Im letzten Sommer hat die Elektrizitätswerk Altdorf AG (EWA) angekündigt, dass die Strompreise um rund 20 Prozent erhöht werden müssen. Notwendig sei die Erhöhung wegen massiv gestiegener Kosten für den Stromzukauf (plus 15 Prozent) und höherer Kosten der schweizerischen Netzgesellschaft Swissgrid (plus 5 Prozent) geworden, wie es in einer Medienmitteilung heisst. Die beantragte Preisanpassung wurde von Regierungsrat und Landrat nach eingehender Prüfung Anfang September 2008 genehmigt.

Der Bundesrat hat im letzten Dezember kurzfristig eine Revision der Stromversorgungsverordnung verabschiedet, um die schweizweiten Strompreiserhöhungen abzudämpfen. Aufgrund dieser Kosteneinsparungen kann das EWA auf die für das Netz angekündigte Preisanpassung von 5 Prozent verzichten. Das EWA gibt die Einsparungen direkt als Preissenkung bei der Netznutzung an seine Kunden weiter.

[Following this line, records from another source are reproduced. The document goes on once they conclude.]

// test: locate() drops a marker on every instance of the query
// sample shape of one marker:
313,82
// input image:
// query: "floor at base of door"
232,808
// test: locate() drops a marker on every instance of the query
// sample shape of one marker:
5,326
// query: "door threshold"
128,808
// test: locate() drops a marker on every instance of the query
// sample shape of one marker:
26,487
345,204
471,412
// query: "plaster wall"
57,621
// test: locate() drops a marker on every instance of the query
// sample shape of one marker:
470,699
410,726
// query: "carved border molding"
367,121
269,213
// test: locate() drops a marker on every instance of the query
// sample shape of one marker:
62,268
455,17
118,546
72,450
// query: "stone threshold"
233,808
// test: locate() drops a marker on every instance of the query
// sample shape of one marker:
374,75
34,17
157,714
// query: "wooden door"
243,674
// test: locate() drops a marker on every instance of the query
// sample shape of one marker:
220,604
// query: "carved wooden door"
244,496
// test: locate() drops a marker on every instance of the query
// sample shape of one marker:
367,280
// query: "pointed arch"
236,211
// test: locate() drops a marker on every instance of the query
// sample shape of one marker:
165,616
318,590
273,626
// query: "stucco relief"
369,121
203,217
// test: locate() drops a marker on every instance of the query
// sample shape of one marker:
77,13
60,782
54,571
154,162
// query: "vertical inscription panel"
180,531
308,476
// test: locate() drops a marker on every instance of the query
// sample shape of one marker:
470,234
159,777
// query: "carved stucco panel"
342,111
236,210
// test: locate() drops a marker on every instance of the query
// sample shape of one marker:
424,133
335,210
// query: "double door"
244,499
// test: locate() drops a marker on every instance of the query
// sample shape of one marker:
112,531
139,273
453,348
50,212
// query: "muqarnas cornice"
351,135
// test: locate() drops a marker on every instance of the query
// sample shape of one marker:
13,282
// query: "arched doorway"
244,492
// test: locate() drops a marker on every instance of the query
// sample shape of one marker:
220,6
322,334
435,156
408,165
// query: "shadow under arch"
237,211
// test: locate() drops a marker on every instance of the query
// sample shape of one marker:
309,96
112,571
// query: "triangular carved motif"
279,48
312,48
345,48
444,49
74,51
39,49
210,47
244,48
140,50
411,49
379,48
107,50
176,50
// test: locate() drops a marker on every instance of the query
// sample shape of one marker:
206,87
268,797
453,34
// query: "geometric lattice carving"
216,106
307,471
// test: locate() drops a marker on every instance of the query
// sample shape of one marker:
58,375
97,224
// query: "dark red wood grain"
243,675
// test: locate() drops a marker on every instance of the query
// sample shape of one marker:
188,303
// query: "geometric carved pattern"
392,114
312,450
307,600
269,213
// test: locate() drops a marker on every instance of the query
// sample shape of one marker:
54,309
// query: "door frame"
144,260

Somit beträgt die Preiserhöhung des EWA noch rund 15 Prozent. Für eine Familie in einer 4-Zimmer-Wohnung mit Elektroboiler macht der Aufschlag beispielsweise rund 11 Franken pro Monat aus. Für einen kleinen Gewerbebetrieb muss mit rund 58 Franken Mehrkosten pro Monat gerechnet werden, wie es weiter heisst.

Für die grösseren Kunden, bei denen der Zähler monatlich oder vierteljährlich abgelesen wird, setzt das EWA die günstigeren Preise rückwirkend ab 1. Januar 2009 und für Privat- und Gewerbekunden rückwirkend bereits ab dem 1. Oktober 2008 in Kraft.